Dit is het eerste grootschalige onderzoek van dit type voor WHS en als gevolg daarvan geeft het een nauwkeurigere schatting van de minimale geboorteincidentie dan voorheen beschikbaar was (ongeveer 1 op 96 000)., Dit cijfer zal een onderschatting van de werkelijke incidentie zijn, aangezien het niet mogelijk is om volledige vaststelling van de gediagnosticeerde gevallen te bereiken en sommige gevallen om de besproken redenen niet zullen worden gediagnosticeerd.

hoewel deze studie een verbetering van de mortaliteit in de eerste twee levensjaren laat zien van 34% 4 tot 21%, worden in de laatste 24 jaar meer significante veranderingen waargenomen wanneer rekening wordt gehouden met de deletiegrootte. Deze resultaten tonen aan dat kinderen met grote deleties een hoog algemeen risico op overlijden hebben in vergelijking met kinderen met kleine deleties (51,5% v 9.,7%) en dit wordt bevestigd door een voor leeftijd gecorrigeerde odds ratio van 5,7 (95% BI=1,7-19,9).

De overlevingscurves tonen aan dat na de leeftijd van twee jaar het aantal sterfgevallen dramatisch daalt. Kinderen die de leeftijd van 2 jaar bereiken zullen deze periode van hoog risico hebben overleefd en zullen een aanzienlijk betere vooruitzichten hebben.
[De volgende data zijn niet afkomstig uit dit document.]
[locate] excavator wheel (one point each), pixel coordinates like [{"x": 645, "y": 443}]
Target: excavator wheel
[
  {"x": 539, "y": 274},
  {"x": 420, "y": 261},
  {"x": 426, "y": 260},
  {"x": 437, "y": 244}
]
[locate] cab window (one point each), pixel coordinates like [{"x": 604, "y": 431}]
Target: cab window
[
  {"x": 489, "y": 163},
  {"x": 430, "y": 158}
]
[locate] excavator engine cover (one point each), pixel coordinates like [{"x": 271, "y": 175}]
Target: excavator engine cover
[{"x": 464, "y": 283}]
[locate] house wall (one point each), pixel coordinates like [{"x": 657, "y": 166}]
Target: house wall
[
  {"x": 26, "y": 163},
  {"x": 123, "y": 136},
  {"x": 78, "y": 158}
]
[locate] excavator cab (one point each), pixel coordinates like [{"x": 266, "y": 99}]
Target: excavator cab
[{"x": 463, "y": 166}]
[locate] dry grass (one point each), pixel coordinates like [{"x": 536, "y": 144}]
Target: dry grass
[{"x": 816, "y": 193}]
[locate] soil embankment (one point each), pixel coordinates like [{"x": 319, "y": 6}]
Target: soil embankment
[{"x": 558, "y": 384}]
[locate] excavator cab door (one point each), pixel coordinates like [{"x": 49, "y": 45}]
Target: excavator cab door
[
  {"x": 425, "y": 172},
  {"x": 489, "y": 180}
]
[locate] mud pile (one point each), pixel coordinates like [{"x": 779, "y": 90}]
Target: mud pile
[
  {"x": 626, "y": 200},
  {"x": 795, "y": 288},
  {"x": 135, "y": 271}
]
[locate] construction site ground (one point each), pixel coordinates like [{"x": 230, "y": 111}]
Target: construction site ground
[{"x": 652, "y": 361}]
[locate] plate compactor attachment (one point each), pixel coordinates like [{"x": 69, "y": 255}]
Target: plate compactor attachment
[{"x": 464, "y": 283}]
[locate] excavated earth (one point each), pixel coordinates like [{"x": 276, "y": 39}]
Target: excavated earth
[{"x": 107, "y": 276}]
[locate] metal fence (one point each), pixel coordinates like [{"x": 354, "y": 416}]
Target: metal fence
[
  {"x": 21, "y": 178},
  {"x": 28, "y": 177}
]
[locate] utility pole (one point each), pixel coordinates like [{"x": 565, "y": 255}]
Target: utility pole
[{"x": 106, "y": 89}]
De hoge kindersterfte (17%) is niet verwonderlijk wanneer men de meest voorkomende doodsoorzaken in aanmerking neemt. In 17/32 (53,1%) gevallen was de dood het gevolg van congenitale anomalieën, geboorteanoxie of het staken van de ondersteuning van de neonatale intensive care na de diagnose., Bovendien zijn deze kinderen gevoelig voor ernstige luchtweginfecties in de vroege kindertijd. Van de kinderen die stierven als gevolg van luchtweginfecties, waren 5/7 jonger dan 2 jaar. Geen van de overlevende kinderen had een breekpunt meer proximaal dan p15, wat suggereert dat grotere verwijderingen onverenigbaar zijn met het leven.

het is niet mogelijk om de reden voor het hoge algemene risico op overlijden in grote deletiegevallen uit deze studie te identificeren. Recente studies hebben echter aangetoond dat kinderen met grote verwijderingen meer kans hebben op grote aangeboren afwijkingen., Deze hebben niet alleen een significante morbiditeit en mortaliteit op zichzelf, maar verhogen ook de gevoeligheid van de patiënt voor infectie. Dit zou de stelling ondersteunen dat WHS in een voorbeeld van een echt aaneengesloten gen deletiesyndroom, de alternatieve theorie hemizygositeit of mutaties in een enkel gen.2627

De overlevingscurves voor de novo deletiegevallen en translocaties suggereren dat de overleving slechter is in translocaties, wat mogelijk te wijten is aan het effect van de gelijktijdig bestaande trisomie., Het verschil tussen de twee overlevingscurves was statistisch niet significant, dus het is niet mogelijk om klinisch bruikbare conclusies te trekken uit deze waarnemingen.

gegevens over de levensverwachting en doodsoorzaak zijn belangrijk voor artsen en gezinnen. Zij maken vaak deel uit van de informatie die aan ouders wordt gegeven wanneer hun kind eerst met een chromosoomwanorde wordt gediagnosticeerd. Een voorspelling van een slechte levensverwachting kan beslissingen over reanimatie en ook binding tussen ouder en kind beïnvloeden., Het is wenselijk dat deze informatie up-to-date en volledig is, maar dit is vaak moeilijk in zeldzame omstandigheden. Deze informatie zal dienen als een nuttige gids voor artsen bij het bespreken van de levensverwachting met ouders. Het zal een arts in staat stellen om meer optimistisch over de levensverwachting van een kind als ze een kleine deletie en geen grote aangeboren afwijkingen. Het middel moet daarom worden gebruikt in combinatie met een beoordeling van de klinische toestand van het kind, met inbegrip van cardiale en renale onderzoeken indien klinisch geïndiceerd.